In a third set of episodes, Quintessa Swindell (Trinkets) plays teen patient Laila, brought to Brooke by her grandmother, who’s concerned about the girl’s sexuality. Laila is a lesbian and a self-described sex addict who takes a snotty, sullen approach to therapy. (“Do you want me to, like, do your job for you?” she snipes at one point.) But after some initial bumps, Brooke patiently chips away at her defenses. Plus, in the fourth storyline, Brooke’s friend Rita (Liza Colón-Zayas) gives her a chance to vent her own issues; she’s still mourning her recently deceased father, and her toxic ex Adam (Joel Kinnaman) is slowly but surely easing his way back into her life.

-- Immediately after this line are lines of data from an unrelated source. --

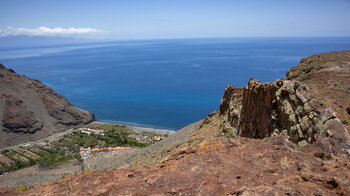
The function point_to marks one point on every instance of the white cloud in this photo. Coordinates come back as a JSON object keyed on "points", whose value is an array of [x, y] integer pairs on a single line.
{"points": [[45, 31]]}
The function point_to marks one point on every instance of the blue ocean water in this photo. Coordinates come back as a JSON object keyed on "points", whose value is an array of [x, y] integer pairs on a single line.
{"points": [[161, 83]]}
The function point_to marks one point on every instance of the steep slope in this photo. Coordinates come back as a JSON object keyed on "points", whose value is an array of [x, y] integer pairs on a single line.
{"points": [[30, 110], [328, 77]]}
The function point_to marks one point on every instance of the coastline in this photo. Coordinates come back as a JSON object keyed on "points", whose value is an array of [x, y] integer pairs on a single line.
{"points": [[138, 128]]}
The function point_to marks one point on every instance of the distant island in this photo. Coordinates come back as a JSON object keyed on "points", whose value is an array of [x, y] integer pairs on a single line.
{"points": [[286, 137]]}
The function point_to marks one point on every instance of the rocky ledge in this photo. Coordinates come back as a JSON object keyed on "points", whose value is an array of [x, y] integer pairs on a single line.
{"points": [[286, 107], [29, 110]]}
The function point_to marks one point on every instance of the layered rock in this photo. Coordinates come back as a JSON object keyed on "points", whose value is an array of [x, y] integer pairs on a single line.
{"points": [[261, 110], [29, 110]]}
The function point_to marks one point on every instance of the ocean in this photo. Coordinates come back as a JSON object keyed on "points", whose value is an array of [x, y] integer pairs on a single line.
{"points": [[164, 84]]}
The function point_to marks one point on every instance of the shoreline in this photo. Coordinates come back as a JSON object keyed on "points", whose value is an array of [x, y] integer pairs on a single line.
{"points": [[137, 128]]}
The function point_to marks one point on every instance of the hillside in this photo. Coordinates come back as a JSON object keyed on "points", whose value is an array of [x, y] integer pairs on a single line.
{"points": [[29, 110], [275, 138]]}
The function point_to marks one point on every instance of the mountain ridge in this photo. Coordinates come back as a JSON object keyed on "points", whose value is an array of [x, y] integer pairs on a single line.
{"points": [[30, 110]]}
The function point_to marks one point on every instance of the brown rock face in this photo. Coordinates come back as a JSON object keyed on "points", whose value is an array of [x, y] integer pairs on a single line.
{"points": [[328, 77], [29, 110], [281, 107]]}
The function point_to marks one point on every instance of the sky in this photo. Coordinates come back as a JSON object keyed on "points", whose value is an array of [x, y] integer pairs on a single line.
{"points": [[153, 19]]}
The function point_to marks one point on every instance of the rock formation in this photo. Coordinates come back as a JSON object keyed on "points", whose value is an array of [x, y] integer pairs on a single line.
{"points": [[286, 107], [30, 110]]}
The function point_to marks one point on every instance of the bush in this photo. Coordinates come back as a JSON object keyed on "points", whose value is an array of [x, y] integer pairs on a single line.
{"points": [[347, 121], [322, 103]]}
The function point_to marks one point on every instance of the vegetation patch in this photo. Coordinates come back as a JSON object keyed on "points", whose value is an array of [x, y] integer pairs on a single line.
{"points": [[53, 153]]}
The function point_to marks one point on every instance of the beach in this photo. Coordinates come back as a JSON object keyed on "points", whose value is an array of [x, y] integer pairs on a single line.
{"points": [[138, 128]]}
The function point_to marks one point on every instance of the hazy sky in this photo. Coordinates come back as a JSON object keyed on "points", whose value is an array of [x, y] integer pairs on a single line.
{"points": [[140, 19]]}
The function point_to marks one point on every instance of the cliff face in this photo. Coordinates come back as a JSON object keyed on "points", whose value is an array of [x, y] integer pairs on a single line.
{"points": [[30, 110], [286, 107]]}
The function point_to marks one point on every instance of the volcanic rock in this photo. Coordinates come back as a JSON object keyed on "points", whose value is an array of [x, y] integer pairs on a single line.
{"points": [[29, 110]]}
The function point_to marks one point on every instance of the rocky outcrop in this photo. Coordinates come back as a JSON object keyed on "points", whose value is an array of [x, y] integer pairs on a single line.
{"points": [[286, 107], [29, 110], [328, 78]]}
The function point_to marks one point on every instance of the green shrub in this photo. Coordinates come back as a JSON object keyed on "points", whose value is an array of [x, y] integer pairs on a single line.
{"points": [[322, 103], [347, 121]]}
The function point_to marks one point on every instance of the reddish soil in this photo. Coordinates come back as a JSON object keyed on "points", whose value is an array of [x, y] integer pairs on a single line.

Brooke is not an easy role to pull off, but Aduba was definitely the right choice to play her. Her work as Suzanne on Orange Is the New Black is one of the best TV performances of the past decade; she’s a patient, openhearted actor and slips easily into therapist mode here. And when it’s Brooke’s turn to face her own demons, Aduba reveals a fire and a fresh complexity tucked inside the good doctor’s personality. Really, this show is an actor’s dream, with long speeches and lots of time to explore every last nuance of a character’s persona. The half-hour format works well, too: It concentrates the drama and doesn’t let the navel-gazing linger for too long.

But the therapy sessions are amped up for dramatic purposes here in a way that feels unnatural. Somehow, all of Brooke’s patients end up getting prickly and confrontational with her. (For a more true-to-life portrait of therapy, I highly recommend the Showtime docuseries Couples Therapy.) The Colin episodes are excellent, but the others lag behind to varying degrees, and Brooke’s own self-examination doesn’t quite gel, despite Aduba’s best efforts. The best way to watch this might actually be to wait until it’s all aired and available to stream on HBO Max; that way, you can pick the patients you want to watch… and skip the rest.

THE TVLINE BOTTOM LINE: HBO’s In Treatment revival is an actor’s dream with plenty of emotional fireworks, but some storylines work better than others.